Subang, Nitikan.id — Kepolisian Resor (Polres) Subang melalui Satuan Reserse Kriminal (Satreskrim) berhasil membongkar kasus kejahatan siber berupa pencurian data pribadi peserta BPJS Ketenagakerjaan yang dilakukan oleh sepasang suami istri asal Majalengka. Kasus ini diungkap dalam konferensi pers yang berlangsung pada Selasa (29/4/2025) di Aula Patriatama Polres Subang dan dipimpin langsung oleh Kapolres Subang, AKBP Ariek Indra Sentanu, S.H., S.I.K., M.H.
Dua tersangka, berinisial ASM dan LNR, menggunakan modus operandi dengan membeli dokumen palsu berupa e-KTP dan surat paklaring. Dengan data tersebut, mereka kemudian membuat akun atas nama korban dan mengajukan klaim Jaminan Hari Tua (JHT) secara ilegal. Salah satu korban baru menyadari tindak kejahatan tersebut saat hendak mencairkan dananya dan mendapati bahwa saldo miliknya sebesar Rp23,9 juta telah raib tanpa izin.
Dalam pengungkapan ini, pihak kepolisian menyita berbagai barang bukti berupa 37 e-KTP palsu, 16 kartu BPJS Ketenagakerjaan, 35 kartu SIM prabayar, sejumlah dokumen palsu, hingga buku tabungan yang digunakan para pelaku.

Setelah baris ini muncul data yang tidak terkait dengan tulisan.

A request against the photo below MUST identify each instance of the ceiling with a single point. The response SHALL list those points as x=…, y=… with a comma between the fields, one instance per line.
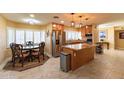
x=94, y=18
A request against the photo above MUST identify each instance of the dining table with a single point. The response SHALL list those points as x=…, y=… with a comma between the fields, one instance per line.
x=30, y=48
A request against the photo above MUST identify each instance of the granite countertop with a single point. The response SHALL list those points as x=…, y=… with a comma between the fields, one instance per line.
x=78, y=46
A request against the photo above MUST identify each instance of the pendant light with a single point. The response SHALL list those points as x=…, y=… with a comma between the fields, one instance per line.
x=80, y=24
x=86, y=22
x=72, y=22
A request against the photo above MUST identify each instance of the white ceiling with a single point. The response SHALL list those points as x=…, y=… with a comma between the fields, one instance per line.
x=94, y=18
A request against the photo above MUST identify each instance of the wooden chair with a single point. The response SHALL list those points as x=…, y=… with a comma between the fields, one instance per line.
x=17, y=53
x=39, y=52
x=28, y=43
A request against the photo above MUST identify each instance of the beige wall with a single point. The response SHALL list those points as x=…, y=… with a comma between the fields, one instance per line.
x=109, y=36
x=48, y=47
x=5, y=52
x=2, y=39
x=119, y=43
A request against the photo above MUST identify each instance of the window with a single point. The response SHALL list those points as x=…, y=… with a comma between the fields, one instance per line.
x=10, y=36
x=29, y=35
x=73, y=35
x=37, y=37
x=42, y=36
x=20, y=36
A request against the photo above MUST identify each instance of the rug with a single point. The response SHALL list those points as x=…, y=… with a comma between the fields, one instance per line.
x=27, y=65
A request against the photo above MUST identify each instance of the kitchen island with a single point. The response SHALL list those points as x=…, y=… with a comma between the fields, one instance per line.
x=80, y=54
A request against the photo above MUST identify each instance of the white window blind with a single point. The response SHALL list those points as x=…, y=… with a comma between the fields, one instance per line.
x=42, y=36
x=73, y=35
x=20, y=37
x=29, y=35
x=37, y=36
x=10, y=36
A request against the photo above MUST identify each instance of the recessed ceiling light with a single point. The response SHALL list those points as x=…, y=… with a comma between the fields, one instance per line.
x=31, y=21
x=31, y=15
x=62, y=22
x=56, y=17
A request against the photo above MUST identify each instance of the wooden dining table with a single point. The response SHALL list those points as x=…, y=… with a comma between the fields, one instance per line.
x=30, y=48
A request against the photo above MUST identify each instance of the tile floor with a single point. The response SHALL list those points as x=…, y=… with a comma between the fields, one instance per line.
x=109, y=65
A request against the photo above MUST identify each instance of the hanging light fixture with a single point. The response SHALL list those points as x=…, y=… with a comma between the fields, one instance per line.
x=86, y=22
x=80, y=24
x=72, y=22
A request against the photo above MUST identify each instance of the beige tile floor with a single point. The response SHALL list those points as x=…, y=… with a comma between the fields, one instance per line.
x=109, y=65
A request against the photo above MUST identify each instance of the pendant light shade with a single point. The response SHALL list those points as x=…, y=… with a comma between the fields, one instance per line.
x=80, y=24
x=72, y=22
x=86, y=22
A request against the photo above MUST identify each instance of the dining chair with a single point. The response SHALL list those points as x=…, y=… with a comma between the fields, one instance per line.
x=37, y=54
x=18, y=53
x=28, y=43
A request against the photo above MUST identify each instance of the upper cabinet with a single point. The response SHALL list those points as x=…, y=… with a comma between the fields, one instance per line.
x=86, y=29
x=57, y=27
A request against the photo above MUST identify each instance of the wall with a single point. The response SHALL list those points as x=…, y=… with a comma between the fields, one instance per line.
x=110, y=36
x=3, y=39
x=119, y=43
x=48, y=47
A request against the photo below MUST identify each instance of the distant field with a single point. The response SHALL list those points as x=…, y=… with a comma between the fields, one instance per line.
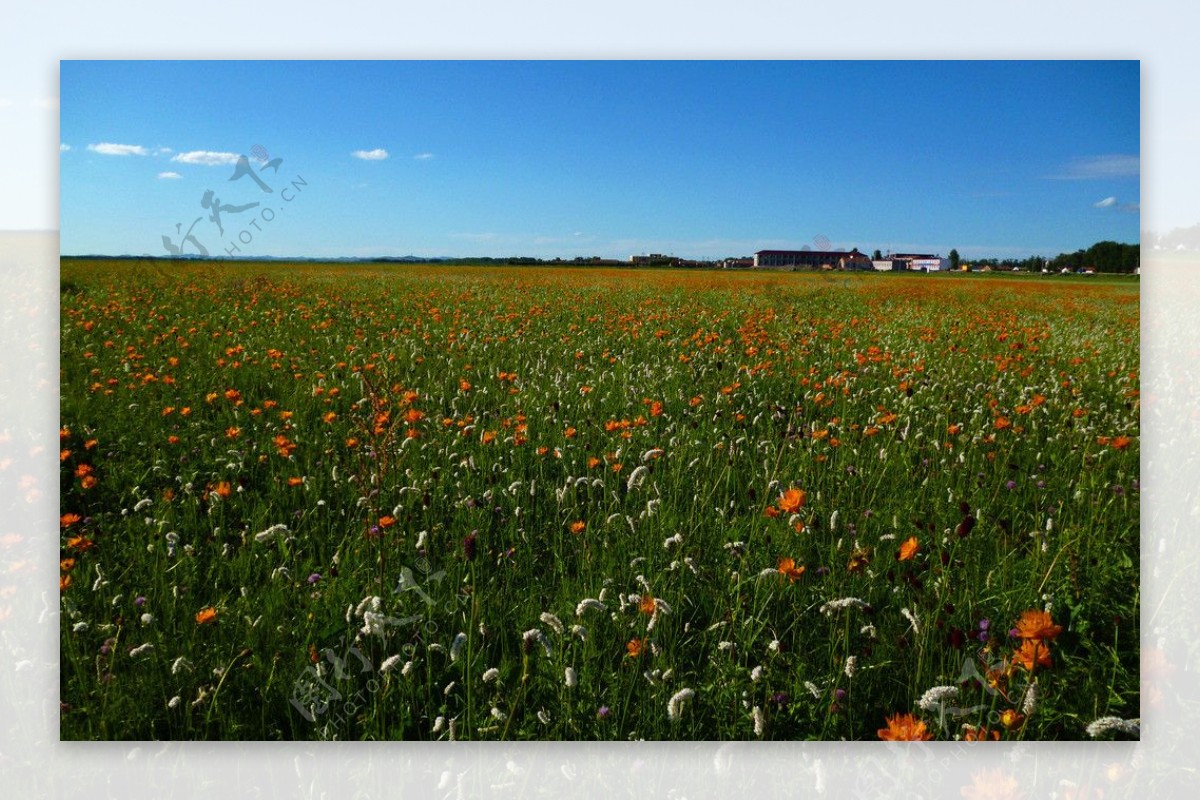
x=373, y=501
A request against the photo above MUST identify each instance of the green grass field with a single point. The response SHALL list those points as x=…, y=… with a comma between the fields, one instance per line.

Total kerugian yang ditimbulkan akibat aksi kriminal ini diperkirakan mencapai ratusan juta rupiah dan tersebar di berbagai wilayah seperti Subang, Bandung, Sukabumi, dan Cirebon.
Kapolres Subang menjelaskan bahwa kedua pelaku dijerat dengan Pasal 67 dan Pasal 68 Undang-Undang Nomor 27 Tahun 2022 tentang Perlindungan Data Pribadi. Ancaman hukuman yang dikenakan maksimal enam tahun penjara serta denda hingga Rp6 miliar.
Kegiatan konferensi pers tersebut berlangsung dalam suasana aman dan kondusif, serta menjadi bukti keseriusan aparat dalam menindak kejahatan digital yang merugikan masyarakat.